IBADAN, Nigeria -- Allegedly abandoned by their American mother in Africa as she took up military contract work in Iraq, seven children from Texas begged small change to buy food and shuttled from a neglectful stranger's care to a concrete-block orphanage, Nigerians said Thursday.
Eventually, the children proved their American citizenship to a passing missionary from Texas by singing "The Star-Spangled Banner," and he notified U.S. authorities, who got the youngsters home last week.
Ages 7 to 16, the three boys and four girls apparently spent 10 months in Nigeria. They didn't arrive at their last stop -- the government orphanage in this market city of millions bustling with traders and crippled and leprous beggars -- until a few weeks ago.
By then, they were skinny, mosquito-bitten and suffering from malnutrition, malaria and typhoid, Nigerians said.
"Three of them were sick. They could not walk," said a 23-year-old who gave his name as Alex and is a former ward of the orphanage now living there as a student. "They looked tired. They'd been sick for long, without food."

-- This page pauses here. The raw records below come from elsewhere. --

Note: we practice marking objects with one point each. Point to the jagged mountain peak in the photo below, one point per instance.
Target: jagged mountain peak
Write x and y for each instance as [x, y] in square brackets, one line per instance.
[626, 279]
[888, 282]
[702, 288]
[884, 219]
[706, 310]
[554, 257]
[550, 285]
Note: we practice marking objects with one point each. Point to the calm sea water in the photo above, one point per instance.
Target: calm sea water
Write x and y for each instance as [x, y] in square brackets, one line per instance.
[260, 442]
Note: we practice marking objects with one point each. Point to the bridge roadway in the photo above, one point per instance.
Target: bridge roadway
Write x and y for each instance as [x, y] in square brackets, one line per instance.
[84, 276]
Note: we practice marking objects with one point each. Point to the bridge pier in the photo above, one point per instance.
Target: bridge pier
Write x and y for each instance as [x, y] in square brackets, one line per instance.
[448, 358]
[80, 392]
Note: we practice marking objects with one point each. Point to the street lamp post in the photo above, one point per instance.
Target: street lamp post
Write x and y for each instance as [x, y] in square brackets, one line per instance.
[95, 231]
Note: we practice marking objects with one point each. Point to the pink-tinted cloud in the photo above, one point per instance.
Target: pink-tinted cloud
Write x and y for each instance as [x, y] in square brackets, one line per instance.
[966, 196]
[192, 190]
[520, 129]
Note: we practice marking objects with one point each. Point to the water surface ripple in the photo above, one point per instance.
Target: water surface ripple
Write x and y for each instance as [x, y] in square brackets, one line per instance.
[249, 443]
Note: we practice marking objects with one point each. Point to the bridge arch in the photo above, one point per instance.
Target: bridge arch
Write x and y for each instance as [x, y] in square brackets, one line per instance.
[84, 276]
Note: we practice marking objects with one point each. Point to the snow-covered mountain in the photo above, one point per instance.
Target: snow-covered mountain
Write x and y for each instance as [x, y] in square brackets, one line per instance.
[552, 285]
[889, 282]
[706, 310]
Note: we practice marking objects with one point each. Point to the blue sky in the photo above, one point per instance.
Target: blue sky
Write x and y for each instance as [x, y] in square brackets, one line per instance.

U.S. authorities believe the seven American children arrived in Nigeria last October with their adoptive mother, whose fiance has a relative here. The mother left within weeks, and is now under investigation by Texas welfare officials.
Left with businessman
Government workers and others who knew the children said she left them in the care of a businessman, Obiora Nwankwo, who has a well-tended, two-story house in an affluent neighborhood of Ibadan.
Nwankwo drove up to the gates of an Ibadan Montessori School on Oct. 16, school officials said. He enrolled the children in classes with what officials here said was benefit money from the children's mother, Mercury Liggins.
Their new school was clean, fronted by a row of tall palm trees, and the children seemed happy at first.
But when the children returned from Nwankwo's home after Christmas break, they appeared underfed and neglected, said Victoria Mustafa, matron of the girls' boarding quarters. "They were very pale and had lost weight," she said.
The children began begging classmates and staff for money, using it to buy food.
The matron also remembered Brandy, the eldest at 16, talking longingly about America, her Houston high school, and home. "Brandy would talk about the school where she was, how she loved it."
Then Nwankwo began missing payments to the school, and he complained that staff were being too nosey about the children, Akintayo said.
By July 22, all seven children had stopped attending.
Six days later, Ibadan's Association of Women Lawyers alerted local immigration authorities about the children, a social welfare official said, and Nwankwo's home was raided the same day.
The seven were all malnourished. "Some of them were sick, critically ill," with typhoid and malaria, said the official, who agreed to talk about the case only on condition of anonymity.
Four were sick enough to be hospitalized, but eventually joined their siblings at the orphanage, the official said.
But Nigerian officials did not notify the U.S. Embassy, the official said, saying that was because the case was a sensitive matter diplomatically.
The Texan children were fed better than the Nigerian wards at the orphanage, said another adult student living at the orphanage who gave his name as Brahim. "Some of them do not eat well," he said of the Nigerian orphans.
At the orphanage, the seven passed their time playing board games or cadging a staff member's mobile phone to play the games on it. "They were happy," said Brahim, who would play with the Americans.
Their extraordinary ordeal ended only with the chance visit of an American missionary to the orphanage.
Swarmed by children claiming to be from Texas, too, missionary Warren Beemer quizzed the brothers and sisters about the roster of the Houston Rockets basketball team as a test, according to an account from his church in San Antonio.
Ultimately, Beemer launched into the American national anthem. Placing their hands on their hearts, the children joined in -- singing out "The Star-Spangled Banner" on the grass-and-dirt yard of the orphanage.
Convinced, Beemer contacted officials in the United States, and the children were returned home Aug. 13 and put in the care of foster parents in Houston.
Alex, the student, said he exchanged e-mail addresses with two of the children, 16-year-old Brandy and 12-year-old Alice, as U.S. Embassy staffers ushered them out of the orphanage.
"They were very happy," he said. "But they were even crying when they were leaving, because we had got so used to each other."